TO SIR PHILIP DE GREY EGERTON.

NAHANT, MASSACHUSETTS, August 15, 1862.

. . .I feel so thankful for your words of sympathy, that I lose not an hour in expressing my feeling. It has been agonizing week after week to receive the English papers, and to see there the noble devotion of the men of the North to their country and its government, branded as the service of mercenaries. You know I am not much inclined to meddle with politics; but I can tell you that I have never seen a more generous and prompt response to the call of country than was exhibited last year, and is exhibiting now, in the loyal United States. In the last six weeks nearly 300,000 men have volunteered, and I am satisfied that the additional 300,000 will be forthcoming without a draft in the course of the next month. And believe me, it is not for the sake of the bounty they come forward, for our best young men are the first to enlist; if anything can be objected to these large numbers of soldiers, it is that it takes away the best material that the land possesses. I thank you once more for your warm sympathy. I needed it the more, as it is almost the first friendly word of that kind I have received from England, and I began to question the humanity of your civilization. . .Under present circumstances, you can well imagine that I cannot think of leaving Cambridge, even for a few weeks, much as I wish to take some rest, and especially to meet your kind invitation. But I feel that I have a debt to pay to my adopted country, and all I can now do is to contribute my share toward maintaining the scientific activity which has been awakened during the last few years, and which even at this moment is on the increase.

I am now at Nahant, on the sea-shore, studying embryology chiefly with reference to paleontology, and the results are most satisfactory. I have had an opportunity already of tracing the development of the representatives of three different families, upon the embryology of which we had not a single observation thus far, and of making myself familiar with the growth of many others. With these accessions I propose next winter seriously to return to my first scientific love. . .

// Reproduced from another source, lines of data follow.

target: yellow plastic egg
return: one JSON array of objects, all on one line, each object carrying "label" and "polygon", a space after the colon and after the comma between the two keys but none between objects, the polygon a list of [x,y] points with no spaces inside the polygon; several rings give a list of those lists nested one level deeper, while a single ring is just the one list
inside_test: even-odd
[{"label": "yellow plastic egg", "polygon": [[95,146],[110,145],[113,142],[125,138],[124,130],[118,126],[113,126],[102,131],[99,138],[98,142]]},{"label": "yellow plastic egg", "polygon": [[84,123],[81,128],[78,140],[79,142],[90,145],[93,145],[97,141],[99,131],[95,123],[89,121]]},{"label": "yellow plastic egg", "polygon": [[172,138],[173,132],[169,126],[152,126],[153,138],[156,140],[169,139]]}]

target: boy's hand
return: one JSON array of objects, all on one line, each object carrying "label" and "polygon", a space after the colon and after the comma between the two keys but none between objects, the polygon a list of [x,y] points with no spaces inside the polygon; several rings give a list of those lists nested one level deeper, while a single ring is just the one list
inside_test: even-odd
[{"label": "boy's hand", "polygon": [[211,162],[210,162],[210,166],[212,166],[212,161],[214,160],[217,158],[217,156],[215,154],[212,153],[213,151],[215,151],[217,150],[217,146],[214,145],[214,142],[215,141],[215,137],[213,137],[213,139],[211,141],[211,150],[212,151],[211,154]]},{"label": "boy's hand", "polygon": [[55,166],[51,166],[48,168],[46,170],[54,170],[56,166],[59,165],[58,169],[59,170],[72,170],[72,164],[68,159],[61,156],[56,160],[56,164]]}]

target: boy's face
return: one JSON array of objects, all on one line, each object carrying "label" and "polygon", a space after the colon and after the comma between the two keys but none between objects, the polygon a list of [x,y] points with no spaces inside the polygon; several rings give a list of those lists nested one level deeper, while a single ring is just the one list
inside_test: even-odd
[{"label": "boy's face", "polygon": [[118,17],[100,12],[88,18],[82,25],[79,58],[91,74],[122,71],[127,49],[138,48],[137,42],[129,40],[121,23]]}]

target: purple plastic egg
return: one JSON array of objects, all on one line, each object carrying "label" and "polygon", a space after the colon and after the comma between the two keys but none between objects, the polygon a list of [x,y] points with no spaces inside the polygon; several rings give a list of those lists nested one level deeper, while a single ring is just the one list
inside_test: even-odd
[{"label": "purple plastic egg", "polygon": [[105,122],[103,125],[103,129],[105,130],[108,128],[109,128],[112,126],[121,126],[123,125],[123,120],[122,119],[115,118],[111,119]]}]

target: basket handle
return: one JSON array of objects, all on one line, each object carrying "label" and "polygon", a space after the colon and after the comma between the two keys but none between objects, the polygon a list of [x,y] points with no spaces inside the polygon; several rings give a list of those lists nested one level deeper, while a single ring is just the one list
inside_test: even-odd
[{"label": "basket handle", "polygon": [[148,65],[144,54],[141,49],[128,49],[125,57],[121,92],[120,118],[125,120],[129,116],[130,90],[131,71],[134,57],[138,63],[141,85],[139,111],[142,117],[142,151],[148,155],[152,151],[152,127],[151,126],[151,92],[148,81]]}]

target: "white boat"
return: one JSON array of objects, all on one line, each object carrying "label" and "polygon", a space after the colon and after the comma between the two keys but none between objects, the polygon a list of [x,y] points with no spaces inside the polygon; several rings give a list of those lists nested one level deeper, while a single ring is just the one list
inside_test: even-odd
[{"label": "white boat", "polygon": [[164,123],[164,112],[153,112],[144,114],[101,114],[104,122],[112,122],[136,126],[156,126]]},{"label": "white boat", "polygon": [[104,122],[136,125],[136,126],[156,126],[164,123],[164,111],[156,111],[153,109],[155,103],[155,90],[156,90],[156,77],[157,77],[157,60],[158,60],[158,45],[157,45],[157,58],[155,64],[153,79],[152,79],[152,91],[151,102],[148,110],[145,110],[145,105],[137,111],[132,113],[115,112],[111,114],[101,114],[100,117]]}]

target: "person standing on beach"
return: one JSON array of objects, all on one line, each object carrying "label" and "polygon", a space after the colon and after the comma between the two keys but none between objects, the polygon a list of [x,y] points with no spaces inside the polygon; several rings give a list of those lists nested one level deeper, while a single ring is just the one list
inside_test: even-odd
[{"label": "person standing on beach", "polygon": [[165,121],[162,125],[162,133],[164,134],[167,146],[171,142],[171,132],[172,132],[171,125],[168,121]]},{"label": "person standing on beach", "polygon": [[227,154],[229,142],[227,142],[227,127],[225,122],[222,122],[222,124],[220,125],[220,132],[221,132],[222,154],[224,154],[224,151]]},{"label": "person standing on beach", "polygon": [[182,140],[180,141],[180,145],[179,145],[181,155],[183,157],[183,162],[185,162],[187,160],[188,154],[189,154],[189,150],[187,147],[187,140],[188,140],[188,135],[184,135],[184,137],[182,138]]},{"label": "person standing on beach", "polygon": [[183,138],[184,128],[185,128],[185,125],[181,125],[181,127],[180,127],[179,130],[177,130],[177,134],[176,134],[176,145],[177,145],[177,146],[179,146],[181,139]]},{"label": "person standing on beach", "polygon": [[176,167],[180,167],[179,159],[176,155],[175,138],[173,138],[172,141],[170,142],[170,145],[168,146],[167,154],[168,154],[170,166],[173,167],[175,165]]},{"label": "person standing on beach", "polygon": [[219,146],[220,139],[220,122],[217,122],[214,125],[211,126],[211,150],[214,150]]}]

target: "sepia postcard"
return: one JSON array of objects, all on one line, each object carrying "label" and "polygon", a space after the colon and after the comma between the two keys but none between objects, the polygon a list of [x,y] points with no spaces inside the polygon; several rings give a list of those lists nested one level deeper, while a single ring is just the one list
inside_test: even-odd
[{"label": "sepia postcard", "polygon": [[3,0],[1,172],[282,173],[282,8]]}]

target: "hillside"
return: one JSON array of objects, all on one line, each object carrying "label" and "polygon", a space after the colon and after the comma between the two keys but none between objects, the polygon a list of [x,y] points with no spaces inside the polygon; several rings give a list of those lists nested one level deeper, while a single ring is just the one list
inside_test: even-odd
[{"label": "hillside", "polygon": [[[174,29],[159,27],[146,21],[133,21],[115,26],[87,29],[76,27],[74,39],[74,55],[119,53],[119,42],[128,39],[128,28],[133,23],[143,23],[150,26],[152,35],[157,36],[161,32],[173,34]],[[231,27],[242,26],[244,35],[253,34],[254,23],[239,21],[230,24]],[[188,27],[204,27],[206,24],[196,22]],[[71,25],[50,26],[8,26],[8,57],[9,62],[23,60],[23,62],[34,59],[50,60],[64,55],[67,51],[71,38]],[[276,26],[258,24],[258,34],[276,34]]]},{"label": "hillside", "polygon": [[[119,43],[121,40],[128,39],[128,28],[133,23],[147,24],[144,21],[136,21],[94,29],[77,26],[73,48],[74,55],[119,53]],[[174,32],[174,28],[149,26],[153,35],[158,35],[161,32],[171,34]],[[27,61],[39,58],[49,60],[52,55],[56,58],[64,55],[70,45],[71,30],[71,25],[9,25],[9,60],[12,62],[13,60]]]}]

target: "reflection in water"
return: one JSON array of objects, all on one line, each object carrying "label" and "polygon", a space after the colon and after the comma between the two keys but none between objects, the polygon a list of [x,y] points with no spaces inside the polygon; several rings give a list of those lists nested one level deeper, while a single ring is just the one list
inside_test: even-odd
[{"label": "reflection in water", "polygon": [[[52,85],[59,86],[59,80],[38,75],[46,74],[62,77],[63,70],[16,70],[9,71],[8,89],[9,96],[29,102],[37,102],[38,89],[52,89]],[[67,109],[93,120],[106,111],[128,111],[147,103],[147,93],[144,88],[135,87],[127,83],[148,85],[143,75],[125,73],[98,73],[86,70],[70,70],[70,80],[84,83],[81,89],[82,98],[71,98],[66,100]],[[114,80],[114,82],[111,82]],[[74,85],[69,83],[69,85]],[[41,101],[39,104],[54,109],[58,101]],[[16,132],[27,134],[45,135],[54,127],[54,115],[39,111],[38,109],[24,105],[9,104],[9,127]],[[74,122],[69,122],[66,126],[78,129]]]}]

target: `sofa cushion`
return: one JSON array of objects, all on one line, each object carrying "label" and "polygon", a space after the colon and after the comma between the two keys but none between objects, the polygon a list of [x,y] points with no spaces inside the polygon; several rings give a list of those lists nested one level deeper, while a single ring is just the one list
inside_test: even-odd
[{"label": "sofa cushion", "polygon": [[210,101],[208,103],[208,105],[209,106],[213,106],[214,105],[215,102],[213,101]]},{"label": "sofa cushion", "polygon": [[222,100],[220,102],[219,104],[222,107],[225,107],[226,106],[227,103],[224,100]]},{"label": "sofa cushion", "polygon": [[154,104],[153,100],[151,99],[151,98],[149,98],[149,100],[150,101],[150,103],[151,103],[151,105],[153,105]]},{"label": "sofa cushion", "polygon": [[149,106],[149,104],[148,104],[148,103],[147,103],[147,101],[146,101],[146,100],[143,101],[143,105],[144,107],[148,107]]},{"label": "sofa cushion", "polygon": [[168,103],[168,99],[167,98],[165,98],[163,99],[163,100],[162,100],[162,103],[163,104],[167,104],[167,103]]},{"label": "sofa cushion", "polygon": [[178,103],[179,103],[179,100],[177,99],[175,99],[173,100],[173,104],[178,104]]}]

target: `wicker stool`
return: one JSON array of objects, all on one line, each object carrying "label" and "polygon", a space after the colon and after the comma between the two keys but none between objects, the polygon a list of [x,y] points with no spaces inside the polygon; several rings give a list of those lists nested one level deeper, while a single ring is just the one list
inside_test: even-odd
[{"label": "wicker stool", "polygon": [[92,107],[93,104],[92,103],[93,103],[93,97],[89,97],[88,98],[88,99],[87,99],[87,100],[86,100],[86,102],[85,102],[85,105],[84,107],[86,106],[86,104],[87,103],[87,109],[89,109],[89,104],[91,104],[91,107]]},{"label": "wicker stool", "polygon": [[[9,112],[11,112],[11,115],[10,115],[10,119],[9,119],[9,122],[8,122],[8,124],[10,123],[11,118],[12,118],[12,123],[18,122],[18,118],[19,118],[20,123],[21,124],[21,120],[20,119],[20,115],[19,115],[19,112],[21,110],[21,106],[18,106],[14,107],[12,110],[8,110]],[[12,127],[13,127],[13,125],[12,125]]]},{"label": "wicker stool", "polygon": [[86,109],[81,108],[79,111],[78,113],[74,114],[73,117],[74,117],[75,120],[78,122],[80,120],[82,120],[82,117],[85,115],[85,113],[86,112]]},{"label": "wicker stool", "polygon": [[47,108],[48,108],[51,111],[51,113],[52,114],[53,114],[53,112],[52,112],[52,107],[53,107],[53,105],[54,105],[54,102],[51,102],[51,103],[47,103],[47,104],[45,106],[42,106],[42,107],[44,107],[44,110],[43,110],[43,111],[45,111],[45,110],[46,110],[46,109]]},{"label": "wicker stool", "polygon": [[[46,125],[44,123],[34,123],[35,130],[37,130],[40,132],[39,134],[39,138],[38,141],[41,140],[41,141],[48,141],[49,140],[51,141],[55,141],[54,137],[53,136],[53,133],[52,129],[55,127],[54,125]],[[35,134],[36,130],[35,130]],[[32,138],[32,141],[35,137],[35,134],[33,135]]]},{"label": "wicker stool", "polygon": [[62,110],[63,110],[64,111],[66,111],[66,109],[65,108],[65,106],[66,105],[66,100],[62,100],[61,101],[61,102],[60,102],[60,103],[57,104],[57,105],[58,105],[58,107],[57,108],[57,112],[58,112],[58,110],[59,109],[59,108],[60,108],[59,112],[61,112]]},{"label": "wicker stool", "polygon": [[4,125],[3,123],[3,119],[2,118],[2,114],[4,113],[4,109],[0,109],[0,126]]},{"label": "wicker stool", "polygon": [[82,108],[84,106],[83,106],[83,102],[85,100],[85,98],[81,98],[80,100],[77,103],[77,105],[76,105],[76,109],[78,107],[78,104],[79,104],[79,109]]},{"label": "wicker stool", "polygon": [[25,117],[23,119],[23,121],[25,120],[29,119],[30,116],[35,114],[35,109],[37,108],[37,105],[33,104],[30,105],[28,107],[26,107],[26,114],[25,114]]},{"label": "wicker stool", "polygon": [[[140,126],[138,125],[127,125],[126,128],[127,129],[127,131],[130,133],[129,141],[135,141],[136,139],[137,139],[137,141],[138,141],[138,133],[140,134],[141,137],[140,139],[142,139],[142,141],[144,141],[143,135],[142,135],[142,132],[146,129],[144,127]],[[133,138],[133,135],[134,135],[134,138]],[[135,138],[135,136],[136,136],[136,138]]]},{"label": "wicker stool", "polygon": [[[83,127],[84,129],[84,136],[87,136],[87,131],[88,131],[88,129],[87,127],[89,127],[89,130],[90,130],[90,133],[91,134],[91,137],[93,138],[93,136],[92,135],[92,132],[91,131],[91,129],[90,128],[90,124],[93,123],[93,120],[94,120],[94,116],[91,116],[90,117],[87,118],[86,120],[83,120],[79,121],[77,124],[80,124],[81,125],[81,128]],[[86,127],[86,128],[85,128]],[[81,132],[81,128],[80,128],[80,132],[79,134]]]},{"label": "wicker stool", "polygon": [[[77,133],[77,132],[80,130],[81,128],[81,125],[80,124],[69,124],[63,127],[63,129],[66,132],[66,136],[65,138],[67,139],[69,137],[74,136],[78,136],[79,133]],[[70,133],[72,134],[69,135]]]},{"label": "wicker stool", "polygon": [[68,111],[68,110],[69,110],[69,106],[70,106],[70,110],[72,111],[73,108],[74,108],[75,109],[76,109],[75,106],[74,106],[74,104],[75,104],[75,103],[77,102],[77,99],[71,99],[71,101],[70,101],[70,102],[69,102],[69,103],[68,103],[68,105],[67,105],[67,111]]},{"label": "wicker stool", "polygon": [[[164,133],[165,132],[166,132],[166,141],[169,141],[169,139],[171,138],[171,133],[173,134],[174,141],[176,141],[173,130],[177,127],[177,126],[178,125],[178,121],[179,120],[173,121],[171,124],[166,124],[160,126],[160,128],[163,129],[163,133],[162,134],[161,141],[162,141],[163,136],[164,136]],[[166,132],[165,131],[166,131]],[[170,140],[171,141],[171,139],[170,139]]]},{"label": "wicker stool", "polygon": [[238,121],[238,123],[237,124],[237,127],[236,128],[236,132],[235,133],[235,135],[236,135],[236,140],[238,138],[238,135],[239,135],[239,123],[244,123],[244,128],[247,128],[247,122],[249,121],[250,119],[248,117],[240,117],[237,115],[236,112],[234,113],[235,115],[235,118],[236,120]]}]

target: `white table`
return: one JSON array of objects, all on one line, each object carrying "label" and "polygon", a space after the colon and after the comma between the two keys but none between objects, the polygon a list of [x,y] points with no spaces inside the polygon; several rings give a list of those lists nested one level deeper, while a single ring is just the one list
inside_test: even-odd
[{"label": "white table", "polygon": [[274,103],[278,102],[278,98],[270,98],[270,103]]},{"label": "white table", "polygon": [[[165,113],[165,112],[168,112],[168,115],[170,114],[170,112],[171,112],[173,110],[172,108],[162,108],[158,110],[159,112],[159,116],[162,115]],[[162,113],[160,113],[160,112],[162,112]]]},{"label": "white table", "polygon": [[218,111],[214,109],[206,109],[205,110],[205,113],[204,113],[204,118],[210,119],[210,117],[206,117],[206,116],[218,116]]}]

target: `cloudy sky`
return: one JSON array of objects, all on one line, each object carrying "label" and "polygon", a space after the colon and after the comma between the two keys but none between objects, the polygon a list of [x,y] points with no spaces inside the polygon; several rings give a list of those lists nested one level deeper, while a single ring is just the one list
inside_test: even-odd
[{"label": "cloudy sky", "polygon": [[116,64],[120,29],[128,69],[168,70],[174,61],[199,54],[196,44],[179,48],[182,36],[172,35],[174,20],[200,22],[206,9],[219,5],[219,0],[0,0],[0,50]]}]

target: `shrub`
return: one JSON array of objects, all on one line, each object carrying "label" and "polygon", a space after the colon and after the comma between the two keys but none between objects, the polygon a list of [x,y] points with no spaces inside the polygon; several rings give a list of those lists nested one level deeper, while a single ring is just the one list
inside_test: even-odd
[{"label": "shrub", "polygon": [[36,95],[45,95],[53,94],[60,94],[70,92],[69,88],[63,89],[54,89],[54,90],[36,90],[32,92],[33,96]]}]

I have taken with me to the sea-shore your and Huxley's "Contributions to the Devonian Fishes," and also your notice of Carboniferous fish-fauna; but I have not yet had a chance to study them critically, from want of time, having been too successful with the living specimens to have a moment for the fossils. The season for sea-shore studies is, however, drawing rapidly to an end, and then I shall have more leisure for my old favorites.

I am very sorry to hear such accounts of the sufferings of the manufacturing districts in England. I wish I could foretell the end of our conflict; but I do not believe it can now be ended before slavery is abolished, though I thought differently six months ago. The most conservative men at the North have gradually come to this conviction, and nobody would listen for a moment to a compromise with the southern slave power. Whether we shall get rid of it by war measures or by an emancipation proclamation, I suppose the President himself does not yet know. I do not think that we shall want more money than the people are willing to give. Private contributions for the comfort of the army are really unbounded. I know a gentleman, not among the richest in Boston, who has already contributed over 30,000 dollars; and I heard yesterday of a shop-boy who tendered all his earnings of many years to the relief committee,—2,000 dollars, retaining NOTHING for himself,—and so it goes all round. Of course we have croakers and despondent people, but they no longer dare to raise their voices; from which I infer that there is no stopping the storm until by the natural course of events the atmosphere is clear and pure again.